The woman has been handing out insipid half-time oranges for years now. At the Irish Book Awards last month, she invited us to "rise to the challenge" of getting ourselves out of trouble; at the annual Newman lecture in October she urged us to be "confident in our enduring strengths"; last April, addressing the Institute of International and European Affairs, she said there was "a huge onus on us, ourselves, to dig our way out of this crisis".


Best of all, in her St Patrick's Day speech, the president went so far as to counsel that we should follow the example of Patrick himself, since he had been a slave and what have you but had managed to put all that behind him, plucky little soul that he was.


"Patrick's resilience and his forgiveness, his focus on the future and his faith in the Irish are a continuing source of inspiration to us as we tackle today's tough challenges," she remarked, in what was perhaps the most illustrative example yet of the way the president thinks in bumper stickers. ('What would St Patrick do?')


It becomes increasingly clear that the second-cushiest job in Ireland, after president, is president's speechwriter. Honestly, there's just the one speech. You could sum up the message of Mary McAleese's entire presidency with a simple calendar – 12 photos of kittens saying "Hang in There!" The corny-greeting-card people must be queuing up outside Áras an Uachtaráin with contract offers; Hallmark is thinking of a special division called Plámás an Uachtaráin. Is the president just too nice to have a word with her speechwriter?

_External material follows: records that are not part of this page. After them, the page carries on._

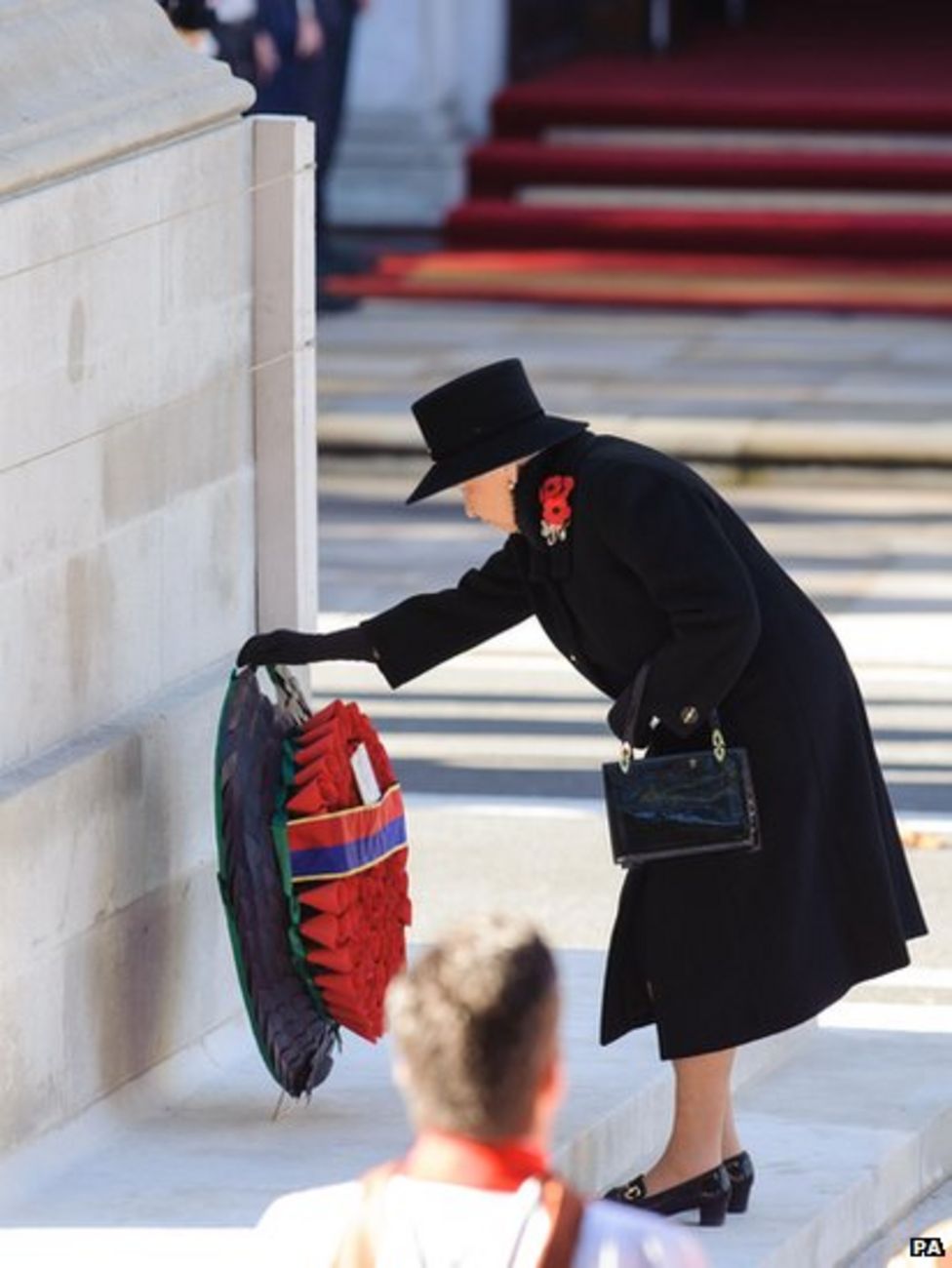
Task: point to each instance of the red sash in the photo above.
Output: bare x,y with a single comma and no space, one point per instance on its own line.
452,1159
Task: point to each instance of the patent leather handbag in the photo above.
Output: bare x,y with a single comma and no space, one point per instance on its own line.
681,804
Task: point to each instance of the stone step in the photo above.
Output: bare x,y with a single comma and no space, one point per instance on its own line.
847,1139
849,1124
204,1140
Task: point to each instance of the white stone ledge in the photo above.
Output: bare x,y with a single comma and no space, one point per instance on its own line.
92,83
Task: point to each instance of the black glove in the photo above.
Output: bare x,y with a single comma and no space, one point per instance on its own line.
292,647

Sifting through the newspaper archives for the past several years turns up an exhausting list of peoples and institutions on whom the president has heaped thanks and praise, in tranches of 500 and 600 words at a time. No one is left uncongratulated, so that the very currency of congratulation is devalued in Weimar proportions. Merely hold the lift door for Mary McAleese and you risk being honoured with a verbose speech lauding your gutsy contribution to the greater good.


The president has praised, among others: women (several times), Belfast Jews, Islamic students, farming groups, Cork Opera House, the staff of Dublin Zoo, the Medical Missionaries of Mary, the Irish diaspora, Irish explorers, the English rugby team, the Scottish, the Irish Countrywomen's Association, undergraduates, the Hungarians, Irish Aid, Fatima Mansions, Northern Ireland barristers, community activists, Riverdance, and Limerick. Need I go on? Would you pay me ¤250,000 a year to go on?


Just because you're constitutionally prevented from saying anything controversial, that doesn't mean you can't say anything interesting. It makes you wonder what sort of woman Mary McAleese really is.


Either she's really like that – the sort of person who never has an impure thought and never offends anyone even unintentionally and says "please goodness" instead of "please God" so as not to break a commandment that even God is probably not that bothered about any more – or she's putting on an act. Which is it?


Please goodness, now, the next president of Ireland will be someone who realises that it's nice to be nice but it's more important to be important.


Different rules for different despots


WikiLeaks, led by the indomitable though regrettably creepy-looking Julian Assange, performed another important service, last week shedding more light, if more light were needed, on the questionable conduct of international diplomacy.


It emerged that former UN secretary-general Kofi Annan offered Robert Mugabe a deal to step down in 2000. Sources said they didn't know the exact terms of the offer but it probably included money and a safe haven in Libya. The Zimbabwean leader refused after consulting his wife, the confidential document said.


This goes to show that you cannot at all predict, ever, how the international community will respond to despots. It might invade their country and overthrow them (Afghanistan, Yugoslavia). It might impose sanctions (Cuba, Iran). It might simply cosy up to them – "100 barrels, thanks, here have some armaments, have a trade agreement" (Saudi Arabia, China). It might try all three at different times (Iraq). Or it might try to bribe them out of office.


And there we were thinking there must be rules about this sort of thing.